Sebagai anak kos dengan jatah
perbulan yang pas–pasan, dapat makan gratis alias gak bayar itu rasanya
sesuatuuu banget. Apalagi jika hal itu terjadi selama berhari–hari, Alhamdulillah yaah. Coba tiap hari bisa
gini, beberapa bulan lagi pasti SLR sudah erat digenggaman tangan, fiuuh.
Semua berawal dari hari raya kurban,
10 Dzulhijah 1432 H. Selesai sholat ied
di UMM (Universitas Muhammadiyah Malang), kami tak segera pulang ke kos,
melainkan bernarsis-narsis ria di area kampus unmuh. Tumben, bukan aku yang
jadi fotografer, aseek, ada Alif yang
lagi demen sama kamera. Oh iya, sekedar info aja,
kenapa aku sholatnya di unmuh, soalnya kostku di daerah Sengkaling. Jauuuh dari
UB.
Dalam perjalanan pulang, kita ‘ngrampok’ buah
murbei dulu, udah izin kog sama yang punya.
Minggu pagi bikin mie 3 bungkus, sumbangan dari Mbak Reni (jadi,
Mbak Reni itu punya persediaan mie satu kardus, siapa yang mau tinggal ambil, free).
Siangnya makan opor ayam hasil masakan bersama.
Meski kami bukan warga asli di Perumahan Muara Sarana Indah,
Sengkaling tapi kami dapat bagian daging kurban lho, soalnya deket
sama masjid, gak tanggung–tanggung, 2 kantong kresek. Ditambah lagi daging dari
Mbak April yang pulang kampung dari Bojonegoro.
Senin, makan malam ronde pertama sama nasi anget + daging & hati
sapi goreng + sambel + wedang jahe bikinanku sendiri. Malamnya Mbak Depi pulang
dari Blitar, bawa pisang goreng leziiz + black forest.
Jam 10 malam Mbak Reni dan Mbak Ula’ pulang bawa srundeng + sayur tewel, yeay,
makan malam ronde kedua hahaha.
Selasa, makan sama soto daging bikinan sendiri, sumpah enak
banget, gak goroh suwer, btw habis berapa mangkok
ya? Hahaha.
Rabu, traktiran ultahnya
Irsyah di Ocean Garden. Menunya bebek bakar Pontianak + gurameh asam manis +
cah jamur tiram + urap–urap + jus durian. Pulang ke kos, ternyata sisa daging
kurban dimasak rawon, makan lagi *eluselusperut.
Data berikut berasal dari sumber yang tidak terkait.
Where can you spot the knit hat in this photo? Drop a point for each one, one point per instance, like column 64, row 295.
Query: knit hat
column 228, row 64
Kamis, buka puasa sama srundeng + telur asin + semurnya ibu kos +
tumis kangkungnya Mbak Irma. Nikmatnya.
Jum’at, ronde pertama, srundeng + telur asin. Ronde kedua, bakar
sate di depan kos. Dibantu Mas Hardi, pujaan hatinya Mbak Irma. Wah, aku ini kog 'rasis' banget yak, si Alif yang notabene
orang Surabaya, ngipasi sate kog kayak 'ngamuk' sampai-sampai bunga
apinya meloncat kemana-mana. Sementara, Mas Hardi yang satu daerah sama
aku, ngipasinya 'lembut' banget, lalu kubilang "Yoo piye yoo, tiyang Jawa
Tengah gitu looh" hehe, piss, becanda kog. Ronde ketiga, jam 10
malem, nggado ceker sama kepala ayam + ubi manis
cilembu.
Jadi, sebenernya inti sari cerita geje diatas adalah bahwa
kebersamaan itu sangat berarti. Dimulai dari belanja kepasar bersama, masak
dengan racikan “antah berantah” tapi hasilnya luar biasa (apalagi soto
dagingnya, joss gandos, chef Alif). Bisa aja sih beli opor atau
sate tanpa harus bersusah payah di dapur, tapi tidak ada warung yang menjual
‘kebersamaan’. Setiap proses yang terlewati diselingi dengan guyon. Saat–saat yang berharga,
tak ketinggalan Canon-ku yang turut ambil bagian dalam mengabadikan setiap moment. Semua ini akan kita
rindukan di suatu hari nanti sebuah kisah klasik untuk masa depan.
0 komentar:
Post a Comment
Blog ini bukan toilet umum kog, jadi boleh banget kalau kamu ninggalin jejak disini (๑'⌣'๑)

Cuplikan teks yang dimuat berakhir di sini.